Intervention de Anne-Marie Escoffier

Réunion du 3 février 2011 à 21h30
Immigration intégration et nationalité — Article 6

Photo de Anne-Marie EscoffierAnne-Marie Escoffier :

Pour qui veut bien étudier les lois sur les étrangers, il apparaît que l’ensemble qu’elles constituent est devenu illisible : d’année en année, se sont ajoutées des dispositions censées répondre à des événements ponctuels, et le présent article 6 est une nouvelle illustration de ce phénomène, ainsi que cela a été très justement indiqué.

Il concerne donc la création de zones d’attente ad hoc et tend à transposer l’article 18 de la directive « retour », lequel pose un certain nombre de conditions très précises puisqu’il autorise la création de zones d’attente provisoires « lorsqu’un nombre exceptionnellement élevé de ressortissants de pays tiers soumis à une obligation de retour fait peser une charge lourde et imprévue sur la capacité des centres de rétention d’un État membre ou sur son personnel administratif et judiciaire ». Cette situation exceptionnelle autorise alors, aux termes de la directive, un allongement des délais de contrôle juridictionnel et de garantie des droits.

Or la transposition qui est opérée au travers de l’article 6 ne respecte ni la lettre ni l’esprit de la directive.

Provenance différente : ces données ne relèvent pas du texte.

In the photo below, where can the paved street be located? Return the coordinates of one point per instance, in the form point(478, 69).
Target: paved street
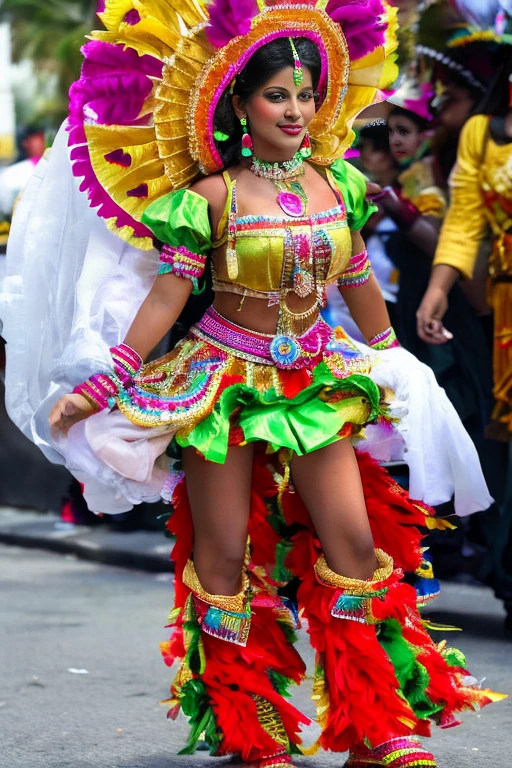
point(60, 614)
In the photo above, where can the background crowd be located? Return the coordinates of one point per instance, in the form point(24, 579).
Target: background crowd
point(455, 58)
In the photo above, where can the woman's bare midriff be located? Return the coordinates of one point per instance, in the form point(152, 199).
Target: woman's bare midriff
point(255, 314)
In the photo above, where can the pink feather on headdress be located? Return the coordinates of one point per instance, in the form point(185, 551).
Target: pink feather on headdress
point(362, 22)
point(229, 19)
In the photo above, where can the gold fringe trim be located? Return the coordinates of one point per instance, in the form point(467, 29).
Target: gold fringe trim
point(355, 586)
point(230, 603)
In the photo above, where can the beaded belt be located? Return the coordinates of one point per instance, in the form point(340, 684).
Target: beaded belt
point(266, 349)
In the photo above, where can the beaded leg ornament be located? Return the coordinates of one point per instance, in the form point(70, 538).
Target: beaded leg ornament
point(353, 598)
point(223, 616)
point(401, 752)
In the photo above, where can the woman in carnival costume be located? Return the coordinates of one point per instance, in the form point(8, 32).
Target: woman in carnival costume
point(261, 392)
point(481, 206)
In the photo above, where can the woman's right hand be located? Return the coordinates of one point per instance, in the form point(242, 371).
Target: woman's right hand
point(69, 410)
point(429, 316)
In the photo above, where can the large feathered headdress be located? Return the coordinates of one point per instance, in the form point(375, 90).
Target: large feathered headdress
point(142, 113)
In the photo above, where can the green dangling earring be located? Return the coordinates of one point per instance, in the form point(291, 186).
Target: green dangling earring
point(305, 147)
point(247, 145)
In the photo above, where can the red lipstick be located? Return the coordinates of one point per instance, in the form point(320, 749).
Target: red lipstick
point(291, 130)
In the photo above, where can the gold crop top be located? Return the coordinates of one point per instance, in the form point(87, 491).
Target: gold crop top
point(266, 255)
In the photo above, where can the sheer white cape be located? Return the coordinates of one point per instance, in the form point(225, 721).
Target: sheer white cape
point(71, 291)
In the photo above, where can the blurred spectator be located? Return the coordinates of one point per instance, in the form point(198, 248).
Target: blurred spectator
point(31, 147)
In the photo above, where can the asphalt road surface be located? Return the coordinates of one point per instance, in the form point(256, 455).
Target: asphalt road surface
point(81, 675)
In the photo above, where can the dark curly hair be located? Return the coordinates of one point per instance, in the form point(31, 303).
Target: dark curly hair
point(266, 62)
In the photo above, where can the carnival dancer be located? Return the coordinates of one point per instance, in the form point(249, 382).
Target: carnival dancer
point(481, 205)
point(216, 131)
point(418, 205)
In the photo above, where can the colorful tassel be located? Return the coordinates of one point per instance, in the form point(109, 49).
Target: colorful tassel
point(305, 147)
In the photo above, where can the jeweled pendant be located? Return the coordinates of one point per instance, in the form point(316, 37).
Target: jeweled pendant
point(303, 283)
point(291, 204)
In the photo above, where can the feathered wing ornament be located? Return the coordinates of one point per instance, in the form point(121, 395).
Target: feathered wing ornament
point(141, 115)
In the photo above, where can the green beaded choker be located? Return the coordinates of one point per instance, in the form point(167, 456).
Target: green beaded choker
point(289, 169)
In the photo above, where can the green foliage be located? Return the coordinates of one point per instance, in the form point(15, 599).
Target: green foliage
point(50, 34)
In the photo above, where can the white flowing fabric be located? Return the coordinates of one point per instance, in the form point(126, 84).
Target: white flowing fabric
point(71, 292)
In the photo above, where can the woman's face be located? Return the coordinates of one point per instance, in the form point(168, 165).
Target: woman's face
point(278, 114)
point(405, 138)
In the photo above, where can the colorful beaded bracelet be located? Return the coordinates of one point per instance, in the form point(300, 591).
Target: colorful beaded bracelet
point(385, 340)
point(101, 389)
point(358, 271)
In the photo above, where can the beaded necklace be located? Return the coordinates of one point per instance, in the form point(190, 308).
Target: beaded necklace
point(291, 196)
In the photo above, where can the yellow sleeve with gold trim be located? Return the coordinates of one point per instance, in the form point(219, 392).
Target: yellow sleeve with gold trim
point(466, 222)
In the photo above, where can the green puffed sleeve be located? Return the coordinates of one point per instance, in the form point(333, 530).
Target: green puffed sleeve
point(180, 220)
point(352, 185)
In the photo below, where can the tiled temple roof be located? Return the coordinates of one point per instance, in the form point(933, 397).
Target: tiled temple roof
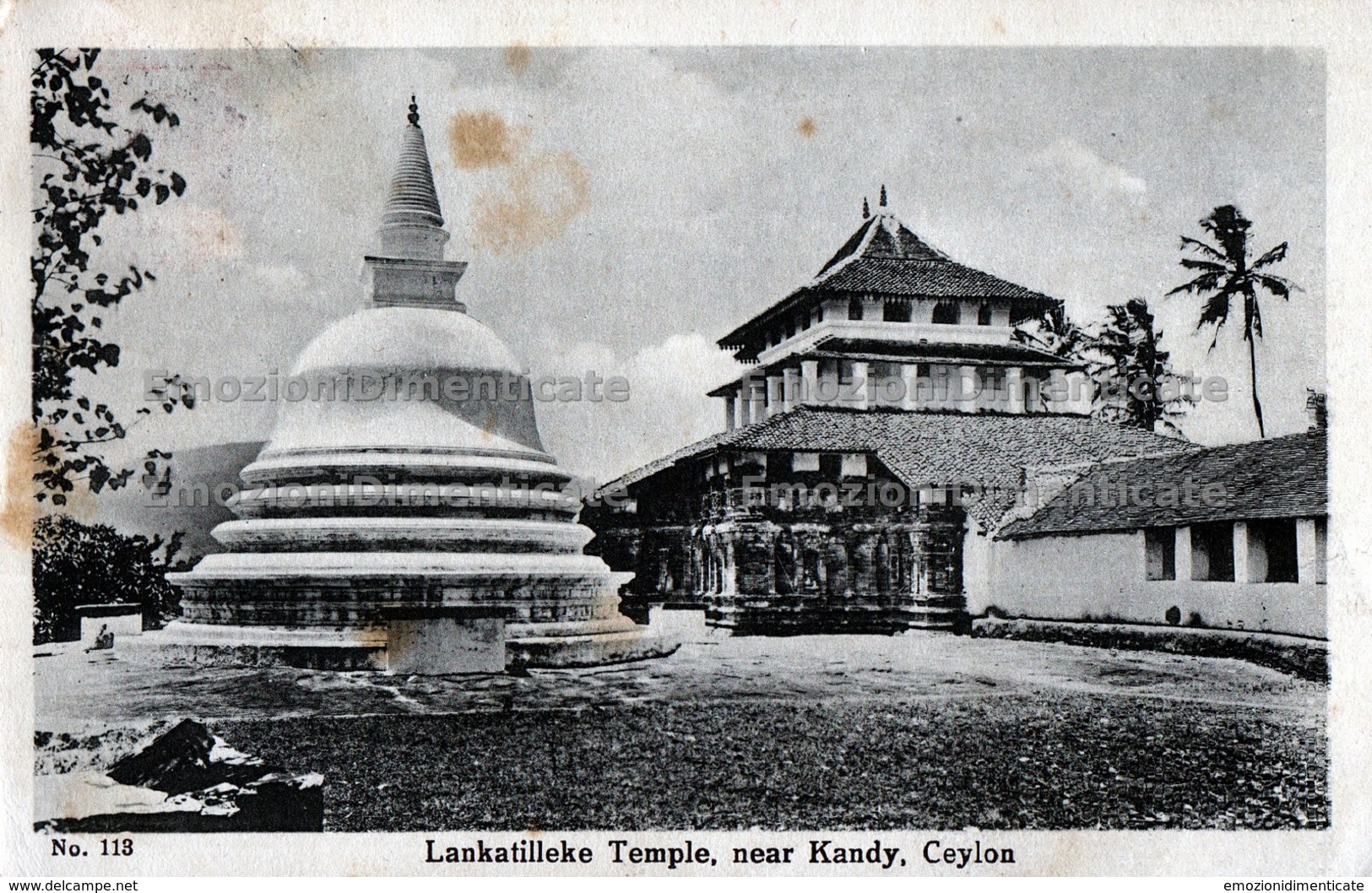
point(1262, 479)
point(933, 449)
point(885, 258)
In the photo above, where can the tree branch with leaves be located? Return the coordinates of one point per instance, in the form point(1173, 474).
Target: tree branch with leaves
point(87, 165)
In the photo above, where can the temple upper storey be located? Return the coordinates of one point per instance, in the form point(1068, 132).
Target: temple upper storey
point(892, 322)
point(409, 269)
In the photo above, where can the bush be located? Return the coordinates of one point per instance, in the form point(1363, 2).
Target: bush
point(94, 564)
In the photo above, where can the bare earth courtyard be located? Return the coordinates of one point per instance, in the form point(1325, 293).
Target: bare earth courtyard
point(935, 732)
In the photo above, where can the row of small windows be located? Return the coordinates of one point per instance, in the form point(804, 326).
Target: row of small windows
point(944, 313)
point(1272, 552)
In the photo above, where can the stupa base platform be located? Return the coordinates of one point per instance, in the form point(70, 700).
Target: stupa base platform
point(474, 649)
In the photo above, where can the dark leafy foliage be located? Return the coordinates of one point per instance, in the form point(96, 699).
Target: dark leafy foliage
point(1224, 274)
point(1135, 384)
point(94, 564)
point(88, 164)
point(1123, 351)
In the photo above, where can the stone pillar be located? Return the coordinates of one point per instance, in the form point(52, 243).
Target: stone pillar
point(1014, 383)
point(808, 380)
point(871, 309)
point(757, 397)
point(1306, 552)
point(1183, 555)
point(862, 384)
point(774, 399)
point(1240, 553)
point(966, 384)
point(829, 387)
point(789, 388)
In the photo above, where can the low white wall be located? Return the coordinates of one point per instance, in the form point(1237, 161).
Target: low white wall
point(121, 625)
point(1101, 576)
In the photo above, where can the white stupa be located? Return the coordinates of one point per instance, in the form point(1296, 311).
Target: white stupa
point(364, 509)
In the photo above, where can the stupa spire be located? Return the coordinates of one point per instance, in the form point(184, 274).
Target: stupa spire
point(409, 269)
point(413, 221)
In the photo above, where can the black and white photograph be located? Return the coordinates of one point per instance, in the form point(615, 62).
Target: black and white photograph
point(665, 458)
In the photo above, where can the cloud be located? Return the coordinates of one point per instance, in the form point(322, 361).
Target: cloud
point(667, 408)
point(1082, 173)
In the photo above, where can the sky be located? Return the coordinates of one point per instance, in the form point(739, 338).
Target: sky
point(621, 208)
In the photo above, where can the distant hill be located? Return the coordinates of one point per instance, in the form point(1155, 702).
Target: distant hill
point(129, 509)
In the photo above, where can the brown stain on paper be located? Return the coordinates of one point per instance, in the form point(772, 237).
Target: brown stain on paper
point(537, 192)
point(541, 198)
point(480, 138)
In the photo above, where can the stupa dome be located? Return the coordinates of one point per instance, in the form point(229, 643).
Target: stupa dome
point(404, 486)
point(442, 395)
point(409, 339)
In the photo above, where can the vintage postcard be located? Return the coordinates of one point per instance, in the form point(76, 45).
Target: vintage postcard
point(849, 441)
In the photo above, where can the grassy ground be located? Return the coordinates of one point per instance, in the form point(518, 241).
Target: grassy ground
point(1022, 760)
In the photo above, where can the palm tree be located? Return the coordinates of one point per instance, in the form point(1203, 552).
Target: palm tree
point(1224, 273)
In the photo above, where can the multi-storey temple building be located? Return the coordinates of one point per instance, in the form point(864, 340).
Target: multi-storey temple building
point(888, 419)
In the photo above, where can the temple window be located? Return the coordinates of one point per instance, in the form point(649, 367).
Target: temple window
point(1159, 545)
point(1272, 552)
point(947, 313)
point(1212, 552)
point(1321, 538)
point(854, 465)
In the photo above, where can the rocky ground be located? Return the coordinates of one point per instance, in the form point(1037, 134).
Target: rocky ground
point(816, 732)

Celle-ci mentionne un nombre « exceptionnellement élevé » d’étrangers quand le projet de loi évoque un « groupe d’au moins dix étrangers » : ce n’est pas tout à fait la même chose !

Le projet de loi ne fait pas non plus référence à la notion de « charge lourde et imprévue » mentionnée par la directive, non plus qu’à l’urgence requise.

Voilà donc un texte qui rend permanentes les zones temporaires puisqu’elles pourront être constituées à tout moment, en n’importe quel point frontalier, ou presque. Cela revient, dès lors, à banaliser la privation de liberté en tant que « mode de gestion ordinaire de l’immigration », comme le notait d’ailleurs la Commission nationale consultative des droits de l’homme dans son avis du 6 janvier dernier.

La rétention en zone d’attente est bien un régime de privation de liberté. D’ailleurs, le Conseil constitutionnel, dans sa décision du 25 février 1992, l’a clairement indiqué, considérant, à propos du maintien en zone de transit, que conférer « à l’autorité administrative le pouvoir de maintenir durablement un étranger en zone de transit, sans réserver la possibilité pour l’autorité judiciaire d’intervenir dans les meilleurs délais, » était contraire à la Constitution.

Pour toutes ces raisons, madame la ministre, notre groupe souhaite la suppression de l’article 6.